Qigong, sometimes spelled Chi gung, is a form of exercise that originated in China some 4,000 years ago.  Literally translated to “life energy cultivation” it involves aligning breath, movement, and awareness for exercise, healing, and meditation for the purpose of balancing the body’s energy meridians and enhancing the intrinsic capacity of the body to heal.  Qigong is considered a part of Traditional Chinese Medicine, or TCM, along with acupuncture and Chinese herbology.

Basically, in TCM it is believed that there are “energy meridians” or lines  that cover  the body from head to toe.  Health is dependent on the “flow” of this energy, or chi.  Whenever there is an “obstruction” in one or several meridians, the body experiences disease.  Qigong works to improve this energy flow by focused breathing, meditation, and gentle movements.  Whether the benefits of Qigong are derived from improved energy flow, or by better breathing and exercise is uncertain.

Fibromyalgia is a condition that involves diffuse, muscular pain in multiple parts of the body.  It is more of a syndrome; meaning, it is described in terms of symptoms rather than objective findings such as offered by an X-ray or MRI.  Fibromyalgia is also often associated with chronic fatigue syndrome.   It is a difficult musculoskeletal disorder to diagnose and treat because it usually lacks a causative event.  Some believe that it may be related to a virus, or abnormal central nervous system response.
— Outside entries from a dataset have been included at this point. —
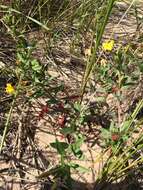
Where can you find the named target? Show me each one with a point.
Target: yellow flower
(108, 45)
(9, 89)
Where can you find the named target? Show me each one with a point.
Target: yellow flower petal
(9, 89)
(108, 45)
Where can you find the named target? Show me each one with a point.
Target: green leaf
(60, 146)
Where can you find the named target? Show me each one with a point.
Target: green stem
(91, 64)
(9, 116)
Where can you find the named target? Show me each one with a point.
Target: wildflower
(108, 45)
(115, 137)
(9, 89)
(103, 62)
(87, 52)
(61, 120)
(44, 110)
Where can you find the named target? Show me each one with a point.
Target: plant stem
(9, 115)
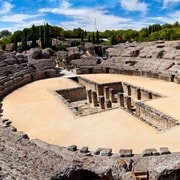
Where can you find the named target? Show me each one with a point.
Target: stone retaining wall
(154, 117)
(17, 69)
(73, 94)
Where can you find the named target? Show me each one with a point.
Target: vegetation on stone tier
(28, 37)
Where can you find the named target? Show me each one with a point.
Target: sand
(37, 110)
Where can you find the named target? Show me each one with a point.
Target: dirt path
(37, 110)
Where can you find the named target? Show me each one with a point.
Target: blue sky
(70, 14)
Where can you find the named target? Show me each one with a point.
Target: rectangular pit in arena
(92, 97)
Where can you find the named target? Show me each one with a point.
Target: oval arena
(140, 111)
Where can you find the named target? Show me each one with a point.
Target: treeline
(28, 37)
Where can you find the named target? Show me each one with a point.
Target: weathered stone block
(97, 152)
(72, 148)
(125, 152)
(84, 149)
(147, 152)
(164, 150)
(106, 152)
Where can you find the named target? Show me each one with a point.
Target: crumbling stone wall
(18, 69)
(154, 117)
(73, 94)
(150, 59)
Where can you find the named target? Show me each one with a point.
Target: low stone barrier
(73, 94)
(154, 117)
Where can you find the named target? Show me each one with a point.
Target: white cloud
(17, 18)
(134, 5)
(167, 3)
(84, 17)
(6, 7)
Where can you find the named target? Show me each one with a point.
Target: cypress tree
(97, 37)
(42, 36)
(34, 44)
(93, 40)
(24, 41)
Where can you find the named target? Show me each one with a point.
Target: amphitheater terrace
(137, 131)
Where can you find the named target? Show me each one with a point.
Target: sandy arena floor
(37, 110)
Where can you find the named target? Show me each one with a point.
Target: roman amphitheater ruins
(123, 103)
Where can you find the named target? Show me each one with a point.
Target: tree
(34, 44)
(93, 39)
(47, 37)
(24, 41)
(97, 37)
(5, 34)
(42, 36)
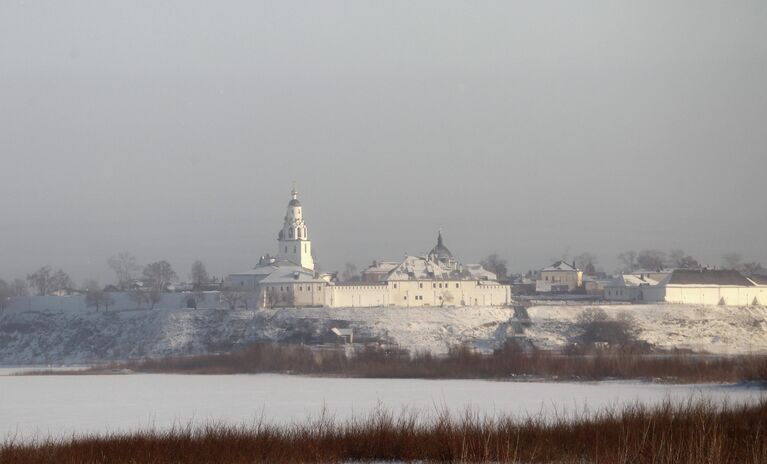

A recent study investigating the effectiveness of qigong on fibromyalgia was published August 3rd.   The randomized, controlled study involved 100  fibromyalgia patients, divided into a control group and test group.  Outcomes were pain, impact, sleep, physical function and mental function, and these were recorded at baseline, 8 weeks, 4 months and 6 months using standardized pain questionnaires (10 point and 100 point).   The test group participated in a one-hour practice session once weekly for 8 weeks and were asked to practice the movements and exercises at home every day for six months for 45 to 60 minutes. After the first 8 weeks of practice, the investigators reported the following results:

  • Based on a 10-point scale, patients in the qigong group had a 1.55 point reduction in pain compared with only 0.02 points in controls
  • Based on the 100-point Fibromyalgia Impact Questionnaire, individuals who participated in qigong reported a decrease of 18.45 points compared with 0.93 points in controls. This questionnaire rates pain, sleep, function, and psychological distress
  • Quality of sleep also improved during the 8-week treatment period based on a sleep quality index of 3.29 points
  • Psychologically, patients in the 8-week treatment group showed an improvement of 5.29 points on a questionnaire

Following the initial 8-week treatment period, the patients said they practiced for a mean of 4.9 hours per week, which declined to 2.9 and 2.7 hours by months 4 and 6, respectively. However, the 52% of patients who practiced at home the most (5 hours per week) enjoyed the most benefits in a number of areas.

Individuals who participated in the delayed treatment also showed improvements similar to those in patients who took part in the immediate qigong sessions and practice in all areas. When the authors combined the results of the two groups, the results revealed sustained effect of qigong on pain at both 4 and 6 months, and benefits persisted through 6 months for impact scores, sleep, and physical and mental well-being.

Bottom line:  this is one of several studies that suggest the Chinese system of qigong exercise can be helpful in reducing, or at least managing chronic pain.  If you have FM and have not tried it yet, it is worth investigating.